Further, he invited a return of the seceded States to their former relations, under these conditions: Wherever a number of voters equal to one-tenth of the registered list of 1860, having individually taken the oath of allegiance, shall unite to form a loyal State government, their organization will be recognized by the Federal government. It is desirable to retain as far as practicable the old State boundaries, constitution, and laws. Such a State government may make regulations for the negroes,-if their freedom and education are provided for,-as a “laboring, homeless, and landless class." The admission of representatives and senators must depend on the action of Congress.

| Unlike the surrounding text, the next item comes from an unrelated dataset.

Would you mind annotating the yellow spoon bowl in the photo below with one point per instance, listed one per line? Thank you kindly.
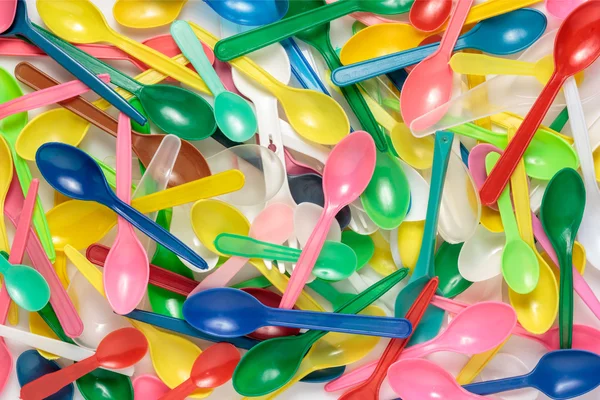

Under this plan-regarded by the President as somewhat tentative and provisional, and expressly made dependent on Congress for its consummation by the admission of senators and representatives—within the next twelve months governments were established in three States where the Union arms were partly in the ascendant, Louisiana, Arkansas, and Tennessee. Congress, in July, 1864, passed a reconstruction bill on more radical lines; assuming that the rebel States were by their own act extinguished as States and were to be created de novo; directing that a provisional governor be forthwith appointed for every such State; requiring the new Legislatures to abolish slavery, exclude high Confederate officials from office, and annul the Confederate debt. The President let this bill fail for want of his signature, and in a proclamation explained his objections: He was not ready to accept the “ State suicide” theory; he did

not want to rest the abolition of slavery on the fiat of Congress (he was looking for the adoption of the Thirteenth Amendment); and he was unwilling to sacrifice the provisional governments already set up in Louisiana and Arkansas. If in any other State a movement on the congressional plan was initiated, that might do well; but for any hard-and-fast, all-round plan the time was not ripe. The radicals, led by Wade and Henry Winter Davis, chafed bitterly, but Lincoln was not an easy man to fix a quarrel on.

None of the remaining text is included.